The other day myself and the three kids were out driving and as we approached a car wash the kids erupted in the back "Wash Car Dad! Wash Car!" Just so you know the kids have always called it "Wash Car" and we just never really corrected them, so it is still "Wash Car". So I pulled in and they were very excited. Windows up, doors shut for the Supreme $9 wash. All was well, except with Jacob my nearly 2 year old. He was tentative as we entered the wash car...I mean car wash, and as soon as the soap covered all the windows, the cautious look on his face, was replaced by a sad face, which then went to a crying face filled with sheer terror. We are only 20 seconds into the car wash!
No matter what I did to try and calm him or distract him, he wasn't buying it. Tears were streaming down his face as his brother and sister tried to consol him. He then started to say with his very limited vocabulary "All done, All done" over and over again, trying to will this evil from continuing, to end his personal apocalypse. It was heartbreaking but there was nothing I could do. It was also the first time I had ever heard him say those two words together, so I knew he was serious. If I would have captured this with my phone I could have gone viral.

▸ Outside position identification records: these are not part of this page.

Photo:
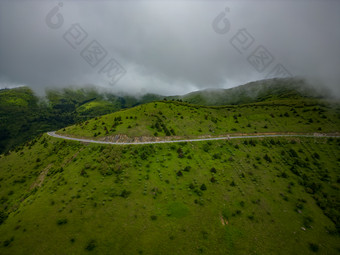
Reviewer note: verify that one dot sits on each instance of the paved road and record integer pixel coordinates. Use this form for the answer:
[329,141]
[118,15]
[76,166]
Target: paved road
[53,134]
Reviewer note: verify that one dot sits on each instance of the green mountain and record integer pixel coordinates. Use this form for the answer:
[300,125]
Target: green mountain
[171,119]
[238,196]
[24,115]
[245,196]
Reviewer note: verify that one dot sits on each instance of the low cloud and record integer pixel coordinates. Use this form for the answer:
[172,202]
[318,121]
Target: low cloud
[168,47]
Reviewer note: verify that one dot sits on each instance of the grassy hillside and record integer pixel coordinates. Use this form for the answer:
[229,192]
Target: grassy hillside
[168,118]
[263,90]
[257,196]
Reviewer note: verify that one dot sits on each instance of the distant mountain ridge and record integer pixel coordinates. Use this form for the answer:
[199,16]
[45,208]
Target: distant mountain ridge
[24,115]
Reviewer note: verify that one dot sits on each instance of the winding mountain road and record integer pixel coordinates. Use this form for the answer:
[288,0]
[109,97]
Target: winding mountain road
[53,134]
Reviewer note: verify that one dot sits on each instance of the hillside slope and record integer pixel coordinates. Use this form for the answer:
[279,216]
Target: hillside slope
[258,91]
[168,119]
[259,196]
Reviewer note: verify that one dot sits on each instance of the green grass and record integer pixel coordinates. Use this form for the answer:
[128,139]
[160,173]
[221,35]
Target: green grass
[167,118]
[104,199]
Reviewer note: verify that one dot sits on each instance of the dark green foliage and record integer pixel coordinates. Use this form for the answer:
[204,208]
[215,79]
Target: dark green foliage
[267,158]
[313,247]
[213,170]
[125,193]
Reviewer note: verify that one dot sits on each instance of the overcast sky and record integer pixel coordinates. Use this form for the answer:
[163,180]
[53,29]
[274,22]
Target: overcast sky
[167,47]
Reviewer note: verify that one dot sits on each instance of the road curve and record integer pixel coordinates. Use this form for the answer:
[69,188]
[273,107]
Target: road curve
[53,134]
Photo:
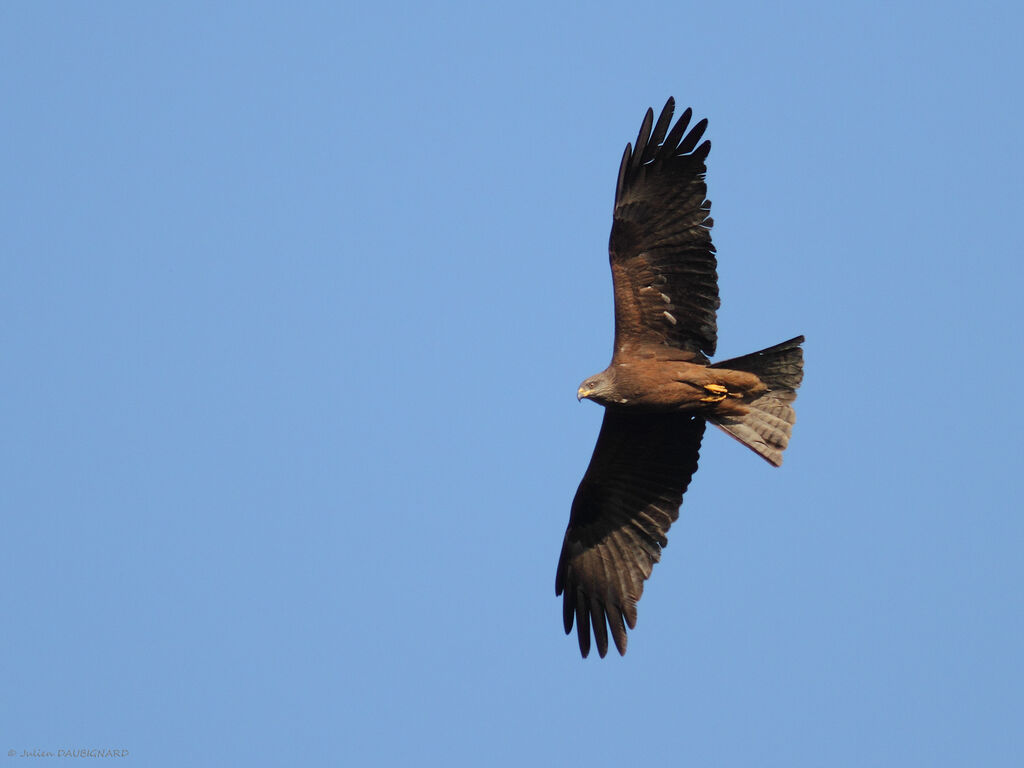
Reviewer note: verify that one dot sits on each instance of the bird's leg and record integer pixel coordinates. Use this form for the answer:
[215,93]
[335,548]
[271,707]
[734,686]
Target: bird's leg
[716,393]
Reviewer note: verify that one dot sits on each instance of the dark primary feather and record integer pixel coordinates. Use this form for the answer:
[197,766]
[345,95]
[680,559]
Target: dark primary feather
[621,516]
[663,260]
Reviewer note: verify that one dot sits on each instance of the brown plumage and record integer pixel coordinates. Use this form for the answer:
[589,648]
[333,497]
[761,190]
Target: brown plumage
[660,389]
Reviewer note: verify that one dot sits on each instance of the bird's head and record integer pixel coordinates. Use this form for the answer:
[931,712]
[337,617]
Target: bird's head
[597,388]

He only stopped when the windshield cleared and he could see outside, then he just said one word, "Go!". He wanted out of there more than Andy Dufrane wanted out of Shawshank!

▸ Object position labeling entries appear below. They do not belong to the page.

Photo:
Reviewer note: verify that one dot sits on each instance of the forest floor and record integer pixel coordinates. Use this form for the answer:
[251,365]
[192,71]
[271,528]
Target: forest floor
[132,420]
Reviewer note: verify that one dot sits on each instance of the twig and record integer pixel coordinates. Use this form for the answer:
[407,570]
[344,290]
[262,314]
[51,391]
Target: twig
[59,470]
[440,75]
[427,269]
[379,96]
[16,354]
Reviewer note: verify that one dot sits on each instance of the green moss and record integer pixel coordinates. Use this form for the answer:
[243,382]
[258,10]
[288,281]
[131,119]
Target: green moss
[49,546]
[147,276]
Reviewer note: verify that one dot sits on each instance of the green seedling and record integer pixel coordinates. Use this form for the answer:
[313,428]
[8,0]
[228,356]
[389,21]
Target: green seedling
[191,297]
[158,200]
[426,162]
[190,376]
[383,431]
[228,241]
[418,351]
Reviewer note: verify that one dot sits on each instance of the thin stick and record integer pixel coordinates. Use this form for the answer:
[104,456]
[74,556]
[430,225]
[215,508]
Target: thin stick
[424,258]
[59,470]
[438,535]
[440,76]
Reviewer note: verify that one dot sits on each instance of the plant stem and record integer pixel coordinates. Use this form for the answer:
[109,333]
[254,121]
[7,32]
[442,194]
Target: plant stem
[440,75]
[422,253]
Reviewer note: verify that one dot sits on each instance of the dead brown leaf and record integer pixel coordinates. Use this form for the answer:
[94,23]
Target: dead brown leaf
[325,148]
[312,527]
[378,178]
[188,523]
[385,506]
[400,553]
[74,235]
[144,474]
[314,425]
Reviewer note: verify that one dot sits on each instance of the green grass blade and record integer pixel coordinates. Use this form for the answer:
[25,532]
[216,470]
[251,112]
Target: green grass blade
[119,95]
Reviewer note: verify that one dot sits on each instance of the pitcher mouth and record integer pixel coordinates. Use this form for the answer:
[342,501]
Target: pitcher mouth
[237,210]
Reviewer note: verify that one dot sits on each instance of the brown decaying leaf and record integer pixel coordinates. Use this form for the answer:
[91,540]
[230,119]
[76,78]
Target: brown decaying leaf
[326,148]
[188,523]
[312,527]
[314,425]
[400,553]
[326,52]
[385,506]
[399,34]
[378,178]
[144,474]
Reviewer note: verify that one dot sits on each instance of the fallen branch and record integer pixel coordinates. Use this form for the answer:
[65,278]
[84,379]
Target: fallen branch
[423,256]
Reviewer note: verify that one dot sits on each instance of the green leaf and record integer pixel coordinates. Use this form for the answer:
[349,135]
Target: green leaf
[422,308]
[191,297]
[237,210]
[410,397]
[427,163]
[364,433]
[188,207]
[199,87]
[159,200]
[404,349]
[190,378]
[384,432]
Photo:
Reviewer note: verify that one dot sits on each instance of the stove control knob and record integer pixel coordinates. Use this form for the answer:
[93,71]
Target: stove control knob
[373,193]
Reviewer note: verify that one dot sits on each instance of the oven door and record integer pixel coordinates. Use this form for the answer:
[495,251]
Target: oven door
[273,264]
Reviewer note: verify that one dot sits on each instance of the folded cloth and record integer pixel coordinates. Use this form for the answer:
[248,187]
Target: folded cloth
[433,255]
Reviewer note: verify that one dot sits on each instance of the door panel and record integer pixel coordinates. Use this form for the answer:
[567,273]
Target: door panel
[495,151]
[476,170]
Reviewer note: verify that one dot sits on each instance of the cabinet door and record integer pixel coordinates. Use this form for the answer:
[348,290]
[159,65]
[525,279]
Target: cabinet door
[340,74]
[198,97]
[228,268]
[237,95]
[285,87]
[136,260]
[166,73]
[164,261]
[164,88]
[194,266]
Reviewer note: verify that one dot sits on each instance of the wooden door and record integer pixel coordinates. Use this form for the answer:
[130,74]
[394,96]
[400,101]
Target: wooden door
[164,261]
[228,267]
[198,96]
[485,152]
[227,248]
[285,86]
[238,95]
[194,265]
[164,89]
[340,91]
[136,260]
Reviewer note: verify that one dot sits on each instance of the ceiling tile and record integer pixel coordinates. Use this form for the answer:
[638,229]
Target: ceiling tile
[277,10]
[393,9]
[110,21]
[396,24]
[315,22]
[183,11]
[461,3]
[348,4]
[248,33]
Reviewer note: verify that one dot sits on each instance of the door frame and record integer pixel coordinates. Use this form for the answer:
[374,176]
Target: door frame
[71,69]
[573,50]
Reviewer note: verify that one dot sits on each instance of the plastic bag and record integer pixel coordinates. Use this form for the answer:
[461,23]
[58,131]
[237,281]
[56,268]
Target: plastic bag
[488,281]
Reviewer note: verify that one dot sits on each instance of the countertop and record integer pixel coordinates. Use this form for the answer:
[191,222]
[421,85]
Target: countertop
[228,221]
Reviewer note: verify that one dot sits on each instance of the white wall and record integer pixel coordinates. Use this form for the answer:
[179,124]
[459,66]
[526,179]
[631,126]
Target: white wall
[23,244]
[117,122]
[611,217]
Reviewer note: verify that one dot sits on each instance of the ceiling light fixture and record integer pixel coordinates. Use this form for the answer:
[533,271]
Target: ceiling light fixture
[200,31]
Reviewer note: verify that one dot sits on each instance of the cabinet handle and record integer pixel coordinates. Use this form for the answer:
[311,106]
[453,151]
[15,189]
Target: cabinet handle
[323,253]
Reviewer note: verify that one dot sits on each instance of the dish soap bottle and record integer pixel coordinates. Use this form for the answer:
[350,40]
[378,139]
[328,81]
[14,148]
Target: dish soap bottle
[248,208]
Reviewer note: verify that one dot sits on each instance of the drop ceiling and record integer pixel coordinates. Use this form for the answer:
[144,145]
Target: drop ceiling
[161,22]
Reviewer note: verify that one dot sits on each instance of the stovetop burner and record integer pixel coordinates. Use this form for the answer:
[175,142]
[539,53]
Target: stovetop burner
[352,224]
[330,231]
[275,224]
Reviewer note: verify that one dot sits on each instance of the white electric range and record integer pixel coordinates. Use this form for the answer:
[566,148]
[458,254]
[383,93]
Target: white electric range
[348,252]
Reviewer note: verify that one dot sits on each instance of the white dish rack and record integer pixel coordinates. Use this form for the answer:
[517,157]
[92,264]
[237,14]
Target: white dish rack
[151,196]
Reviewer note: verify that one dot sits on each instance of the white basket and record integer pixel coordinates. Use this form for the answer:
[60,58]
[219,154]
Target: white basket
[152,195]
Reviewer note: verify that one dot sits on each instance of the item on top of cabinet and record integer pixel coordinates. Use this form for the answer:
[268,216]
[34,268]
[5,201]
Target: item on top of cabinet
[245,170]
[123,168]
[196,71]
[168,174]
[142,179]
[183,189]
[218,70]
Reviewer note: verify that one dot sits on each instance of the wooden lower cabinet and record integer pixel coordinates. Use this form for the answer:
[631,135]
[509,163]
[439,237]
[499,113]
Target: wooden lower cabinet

As we drove away I began to reflect on the last ten months of my life and all of the suffering and pain that has invaded it. I am still not sure what it has taught me except that I knew nothing about real pain and suffering until this time. I had been around it for so many years as a pastor but somehow felt shielded or seperated from it like I had miraculously managed to walk between those raindrops.
Suffering really makes no sense to me, and has at times left my faith as dry as a piece of bread left in the sun. Yet I keep crawling back to that same faith, that same God looking for answers. Many people have done this in history, searching for an answer to what I believe is a question that nobody has really ever truly answered and probably never will. Talk to Job, see if he was satisfied with what he got or many of the people I have walked with thru tradgedies and heartbreak.

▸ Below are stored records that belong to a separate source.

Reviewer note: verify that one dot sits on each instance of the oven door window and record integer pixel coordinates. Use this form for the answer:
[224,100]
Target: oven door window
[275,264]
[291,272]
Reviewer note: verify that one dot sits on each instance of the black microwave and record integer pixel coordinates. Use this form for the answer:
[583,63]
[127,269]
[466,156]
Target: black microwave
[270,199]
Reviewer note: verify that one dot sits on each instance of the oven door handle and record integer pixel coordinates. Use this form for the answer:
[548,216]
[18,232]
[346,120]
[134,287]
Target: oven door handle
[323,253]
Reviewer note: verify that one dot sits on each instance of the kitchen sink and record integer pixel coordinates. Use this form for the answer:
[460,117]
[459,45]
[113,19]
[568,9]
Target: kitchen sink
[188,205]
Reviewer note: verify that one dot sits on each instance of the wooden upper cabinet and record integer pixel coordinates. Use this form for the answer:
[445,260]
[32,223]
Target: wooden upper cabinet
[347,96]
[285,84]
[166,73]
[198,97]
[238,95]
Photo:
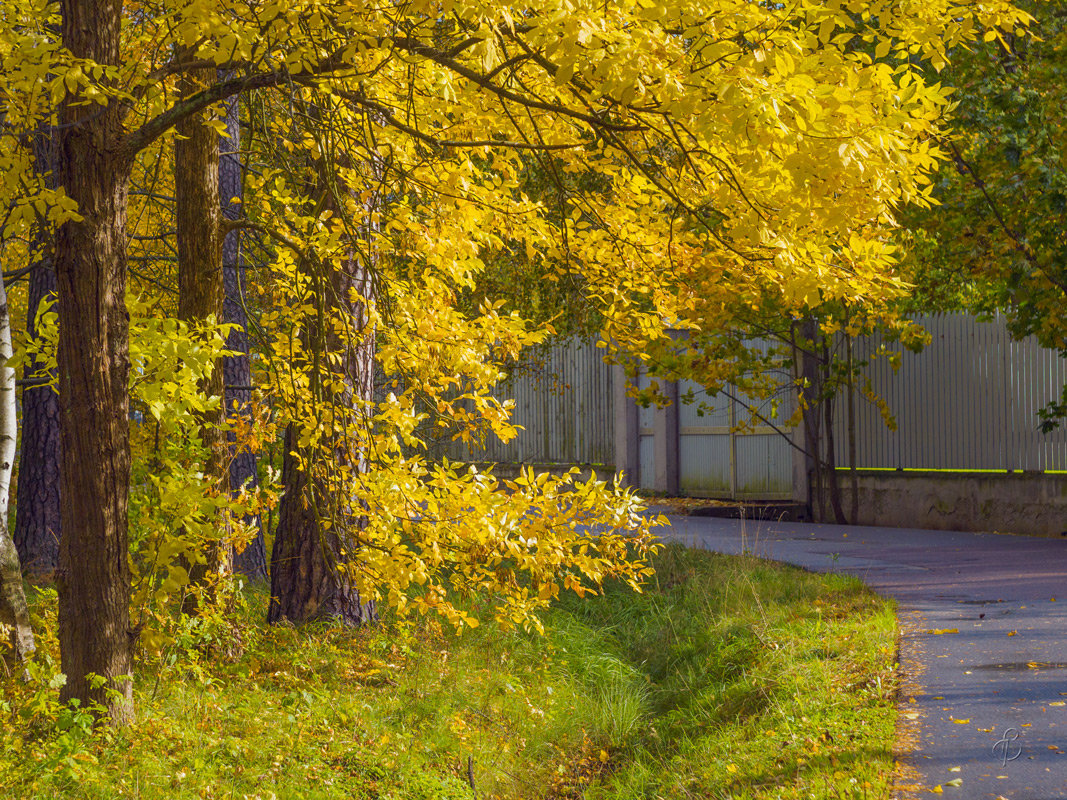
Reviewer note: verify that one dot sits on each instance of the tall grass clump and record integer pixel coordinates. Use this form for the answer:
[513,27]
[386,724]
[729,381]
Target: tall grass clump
[728,677]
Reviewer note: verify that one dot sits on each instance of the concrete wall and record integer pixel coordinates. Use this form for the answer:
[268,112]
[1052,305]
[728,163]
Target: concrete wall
[1007,502]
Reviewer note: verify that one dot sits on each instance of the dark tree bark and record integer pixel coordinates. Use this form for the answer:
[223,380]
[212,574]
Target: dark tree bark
[94,580]
[198,217]
[309,560]
[37,501]
[237,370]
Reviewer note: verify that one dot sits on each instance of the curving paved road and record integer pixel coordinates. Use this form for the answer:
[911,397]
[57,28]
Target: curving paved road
[1001,678]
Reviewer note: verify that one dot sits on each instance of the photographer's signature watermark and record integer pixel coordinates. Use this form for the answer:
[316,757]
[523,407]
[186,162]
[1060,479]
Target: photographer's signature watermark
[1007,748]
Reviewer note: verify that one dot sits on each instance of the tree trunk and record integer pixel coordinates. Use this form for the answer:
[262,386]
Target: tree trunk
[309,561]
[200,287]
[14,616]
[236,369]
[854,509]
[94,579]
[833,485]
[37,502]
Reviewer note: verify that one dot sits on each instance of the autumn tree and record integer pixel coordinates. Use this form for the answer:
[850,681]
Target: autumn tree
[37,527]
[743,152]
[251,560]
[994,241]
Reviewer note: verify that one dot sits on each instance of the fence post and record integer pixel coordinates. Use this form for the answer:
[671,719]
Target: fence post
[626,433]
[666,442]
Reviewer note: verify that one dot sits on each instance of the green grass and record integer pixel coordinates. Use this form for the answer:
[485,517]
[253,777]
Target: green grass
[730,677]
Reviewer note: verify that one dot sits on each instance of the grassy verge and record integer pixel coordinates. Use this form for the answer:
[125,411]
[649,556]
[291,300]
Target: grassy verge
[730,677]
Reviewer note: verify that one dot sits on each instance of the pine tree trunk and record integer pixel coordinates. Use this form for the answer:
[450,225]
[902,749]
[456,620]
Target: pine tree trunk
[237,370]
[200,284]
[37,502]
[14,616]
[93,578]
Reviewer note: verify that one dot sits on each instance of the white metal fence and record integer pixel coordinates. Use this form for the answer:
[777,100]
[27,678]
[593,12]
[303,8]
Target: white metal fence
[563,404]
[968,401]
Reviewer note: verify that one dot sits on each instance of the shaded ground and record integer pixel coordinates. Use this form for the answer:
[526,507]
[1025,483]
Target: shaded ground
[984,644]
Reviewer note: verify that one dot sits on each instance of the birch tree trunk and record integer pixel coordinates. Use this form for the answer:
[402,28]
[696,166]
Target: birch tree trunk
[201,290]
[14,616]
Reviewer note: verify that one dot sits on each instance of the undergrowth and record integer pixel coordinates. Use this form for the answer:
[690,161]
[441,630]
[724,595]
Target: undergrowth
[729,677]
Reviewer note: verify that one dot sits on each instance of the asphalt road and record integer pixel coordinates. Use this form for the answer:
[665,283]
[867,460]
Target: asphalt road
[984,645]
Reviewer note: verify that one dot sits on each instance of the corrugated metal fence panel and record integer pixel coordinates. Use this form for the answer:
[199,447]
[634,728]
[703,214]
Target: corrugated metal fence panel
[703,449]
[562,402]
[968,401]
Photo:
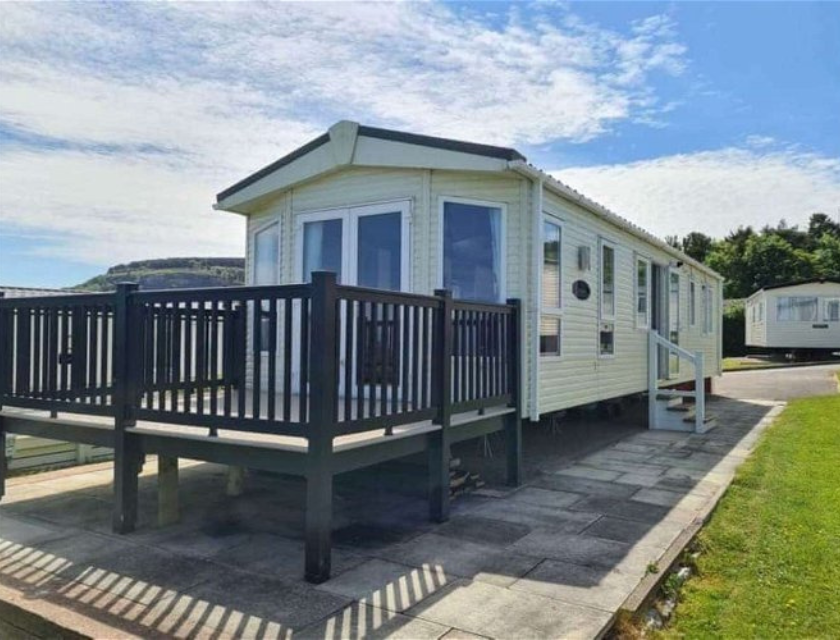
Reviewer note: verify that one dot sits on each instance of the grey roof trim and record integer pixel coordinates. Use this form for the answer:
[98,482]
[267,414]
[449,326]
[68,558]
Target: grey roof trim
[271,168]
[503,153]
[798,283]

C.S Lewis wrote in A Grief Observed:
"Meanwhile, where is God? . . . When you are happy, so happy that you have no sense of needing Him . . . if you remember yourself and turn to Him with gratitude and praise, you will be — or so it feels — welcomed with open arms. But go to Him when your need is desperate, when all other help is vain, and what do you find? A door slammed in your face, and a sound of bolting and double bolting on the inside. After that, silence. You may as well turn away. The longer you wait, the more emphatic the silence will become . . ."
I could throw scripture out at this moment, because I'm a pastor and isn't that what we are supposed to do? End this post with some piece of Biblical wisdom that will wrap a nice bow around the pile of garbage. I could try to turn this season of suffering into something that fits into a nice flowery Hallmark card or an annoying refrigerator magnet or give you some theology of this broken world that makes it all logical.
But I won't, I will just say "All Done, All Done."